Barcelona is just 64 miles down the coast and Lloret de Mar, the lively tourist capital of the Costa Brava, is 14 kilometres to the north east.

In medieval times, Santa Susanna came under the jurisdiction of the Castillo de Palafolls, the nearby walled town which is now one of the area's most popular visitor attractions. It only became a town in its own right in 1842 and when the first town council was established, 20 years later, it represented just 350 inhabitants.

The first school was built in Santa Susanna in the 1930s but it wasn't until the 1970s that the town's fortunes really took off with the advent of international tourism.

Fertile fields surround the town which has a strong horticultural tradition. Tomatoes are among the most important of the commercially produced fruit and vegetables which flourish here under an environmentally friendly system that relies on nature's own regulators to protect the local crops from harmful parasites. Crop friendly insects which feed off damaging crop pests are propagated in the fields, so reducing the need for potentially harmful insecticides.

You'll find locally produced fruit and veg in the weekly municipal market held in the town every Tuesday morning. And during the summer months there's an artisans' craft market every afternoon.

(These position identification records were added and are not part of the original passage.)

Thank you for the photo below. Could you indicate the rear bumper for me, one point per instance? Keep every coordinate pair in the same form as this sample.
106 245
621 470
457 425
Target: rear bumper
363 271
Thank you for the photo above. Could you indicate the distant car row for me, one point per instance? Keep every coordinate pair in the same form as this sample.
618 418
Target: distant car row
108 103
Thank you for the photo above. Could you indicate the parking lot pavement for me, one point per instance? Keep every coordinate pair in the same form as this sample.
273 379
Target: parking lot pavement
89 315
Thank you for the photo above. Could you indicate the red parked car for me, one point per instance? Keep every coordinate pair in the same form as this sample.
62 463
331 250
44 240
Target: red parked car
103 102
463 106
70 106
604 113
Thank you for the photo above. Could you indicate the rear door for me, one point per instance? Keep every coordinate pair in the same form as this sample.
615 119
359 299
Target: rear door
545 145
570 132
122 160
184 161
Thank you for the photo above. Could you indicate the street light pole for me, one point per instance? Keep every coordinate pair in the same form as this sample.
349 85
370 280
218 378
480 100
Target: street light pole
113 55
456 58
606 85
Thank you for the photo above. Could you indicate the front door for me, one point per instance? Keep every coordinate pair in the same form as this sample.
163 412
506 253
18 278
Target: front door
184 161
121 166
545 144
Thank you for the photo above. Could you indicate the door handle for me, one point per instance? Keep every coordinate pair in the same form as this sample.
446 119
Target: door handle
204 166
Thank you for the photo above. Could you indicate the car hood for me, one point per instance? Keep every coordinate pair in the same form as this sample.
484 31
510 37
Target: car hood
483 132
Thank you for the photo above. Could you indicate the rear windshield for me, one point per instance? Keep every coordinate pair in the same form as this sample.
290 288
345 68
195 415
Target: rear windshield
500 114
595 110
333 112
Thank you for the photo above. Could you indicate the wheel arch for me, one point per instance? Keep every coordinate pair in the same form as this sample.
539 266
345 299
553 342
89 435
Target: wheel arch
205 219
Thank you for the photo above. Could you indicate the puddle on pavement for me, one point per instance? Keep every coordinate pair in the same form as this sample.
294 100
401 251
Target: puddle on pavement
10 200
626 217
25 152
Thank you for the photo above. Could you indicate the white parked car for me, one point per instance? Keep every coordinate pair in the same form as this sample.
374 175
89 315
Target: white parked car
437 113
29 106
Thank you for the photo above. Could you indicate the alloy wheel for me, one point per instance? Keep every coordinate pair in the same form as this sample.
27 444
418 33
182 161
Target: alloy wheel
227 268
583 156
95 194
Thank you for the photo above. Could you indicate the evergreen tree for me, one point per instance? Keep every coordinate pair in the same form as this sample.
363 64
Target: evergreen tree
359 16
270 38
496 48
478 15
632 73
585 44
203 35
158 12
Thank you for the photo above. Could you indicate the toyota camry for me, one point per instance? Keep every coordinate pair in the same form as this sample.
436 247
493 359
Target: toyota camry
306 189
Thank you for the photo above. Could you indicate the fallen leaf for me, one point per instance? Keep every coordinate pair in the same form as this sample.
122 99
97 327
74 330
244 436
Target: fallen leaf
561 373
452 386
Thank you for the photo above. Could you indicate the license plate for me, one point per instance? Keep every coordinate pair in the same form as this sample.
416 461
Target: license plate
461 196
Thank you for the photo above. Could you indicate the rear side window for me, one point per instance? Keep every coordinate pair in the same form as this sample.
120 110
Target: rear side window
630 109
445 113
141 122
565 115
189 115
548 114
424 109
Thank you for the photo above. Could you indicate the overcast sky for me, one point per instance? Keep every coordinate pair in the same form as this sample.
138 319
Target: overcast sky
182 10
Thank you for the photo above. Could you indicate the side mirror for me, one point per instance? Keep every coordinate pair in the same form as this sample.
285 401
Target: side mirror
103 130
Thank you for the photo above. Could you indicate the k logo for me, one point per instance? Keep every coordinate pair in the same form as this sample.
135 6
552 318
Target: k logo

If you're visiting in August you'll be able to join in the biggest fiesta of the year in honour of the town's patron saint, Santa Susanna. The celebrations involve round the clock music, dancing and feasting in the streets, children's games and sports competitions. This is a chance to see the famous Sardana a local folk dance in which the participants join hands and dance in circles to symbolise the brotherhood and unity which have long bound the people of Catalonia.

There are some major visitor attractions on Santa Susanna's doorstep including nearby Marineworld where there are more than 300 animals, dolphin and sea lion shows and a water park.

Water World, Europe's biggest water park, is just outside Lloret de Mar and makes a great family day out with a 250 metre long raft ride, dare devil slides, fun pools and bungy jumping.